Written by ModernMediaMix
Sunday, May 5th, 2013
The good old soap opera. It has been a pastime for your mothers and grandmothers. If you were anything like me, you were sitting right there at the kitchen table, at the tender age of 9, mystified by the Luke and Laura story. Those were the days! But over the years all of the greats have slowly faded away. “Guiding Light” was cancelled in 2009, “One Life To Live” was cancelled in 2012, “Passions” was cancelled in 2007, “Another World” was cancelled in 1999, and “All My Children” was cancelled in 2011. What happened…and where did we go wrong?
Why have soaps only been able to draw in a fraction of the audience they once did? For starters, more women are going to work now. They are no longer stay-at-home moms and homemakers. In some cases they are the breadwinner for the household, and must put their career as a priority.
Cable is a threat. It offers a variety of viewing options, and consumer’s choices are endless with the DVR, DVD, the Internet, video games all at their fingertips. Soap opera ratings have consistently declined since the 1970’s, and now soaps are considered a genre of the past. Fans are falling out of love with the storylines. These shows are personal to viewers, and once your favorite show is killed off—like a discarded character—who wants to put time and energy into another? It’s just like relationships—they take lots of time to build.

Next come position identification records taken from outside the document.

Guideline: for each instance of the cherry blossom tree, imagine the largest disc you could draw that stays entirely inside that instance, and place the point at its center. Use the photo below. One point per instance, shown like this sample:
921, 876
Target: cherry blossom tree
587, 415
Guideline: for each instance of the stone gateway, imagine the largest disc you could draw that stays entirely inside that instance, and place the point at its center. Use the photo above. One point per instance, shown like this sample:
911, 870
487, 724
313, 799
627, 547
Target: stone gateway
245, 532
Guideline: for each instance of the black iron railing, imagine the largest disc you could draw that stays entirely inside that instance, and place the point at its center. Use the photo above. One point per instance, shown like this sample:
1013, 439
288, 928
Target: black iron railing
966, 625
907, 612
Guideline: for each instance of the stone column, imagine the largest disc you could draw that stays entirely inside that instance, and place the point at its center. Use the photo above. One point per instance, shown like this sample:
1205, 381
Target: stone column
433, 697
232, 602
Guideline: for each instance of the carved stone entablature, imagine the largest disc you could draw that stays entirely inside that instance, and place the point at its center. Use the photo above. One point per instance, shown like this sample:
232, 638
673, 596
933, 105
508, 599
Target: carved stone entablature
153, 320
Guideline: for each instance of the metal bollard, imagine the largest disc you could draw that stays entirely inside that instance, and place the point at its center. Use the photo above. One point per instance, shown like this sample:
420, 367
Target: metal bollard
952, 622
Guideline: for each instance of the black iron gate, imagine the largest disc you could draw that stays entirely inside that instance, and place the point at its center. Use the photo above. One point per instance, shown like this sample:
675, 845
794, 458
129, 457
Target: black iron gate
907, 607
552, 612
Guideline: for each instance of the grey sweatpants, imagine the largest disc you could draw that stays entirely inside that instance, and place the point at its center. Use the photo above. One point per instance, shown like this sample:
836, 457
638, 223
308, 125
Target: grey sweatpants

The focus for soaps has become narrower, and the target audience is now shifting to the young adult women. Producers need a new approach aimed at the boomer audience. They are too concerned with putting out quick fix content that will be sure to spark ratings, instead of taking their time to develop content made to last. And let’s not forget about our fathers and sons. They too should be considered and are an important part of the fan base that needs to be reached.
Ratings are the air that soap operas breathe and these days they’re not breathing much of them. The Nielsen Ratings System is a setup for failure for daytime TV. Daytime TV must be watched on the same day it aired to be counted for their ratings. Primetime TV however can be watched in a 7-day period to be counted. This leaves a big chunk of uncounted viewers, including me.
The executive initiative also needs to change. Studio executives are so concerned with ratings and money that they have lost concentration on what really matters – the story, the characters, and the development of a soap opera. Sets were once live and made the viewer feel personally involved. Now they resemble that of primetime TV shows. The idea is that you have to spend money to make money, and execs have got to cut the quick gimmicks and get back to the basics.
But, don’t shed tears just yet. There may be hope for our beloved soaps after all! Prospect Park – The Online Network, has agreed to take on “All My Children” and “One Life To Live” via onlinenetwork.com. This new soap opera venture is highly dependent on the intensely loyal fan base. The hope is that due to the success of Internet-enabled TVs and iPods, web soaps will exceed expectations. New episodes will premiere this spring on Hulu, Hulu Plus, and iTunes. Fans will be able to stream 30-minute episodes each weekday via their computers, connected TVs, mobile phones and tablets. This service is currently free though Hulu.com and Hulu Plus subscriptions but it is not clear if iTunes will provide free version.
Yes, soaps may not be what they used to but every little effort toward keeping them afloat is a positive step and I for one am excited to see what the future holds for this veteran genre.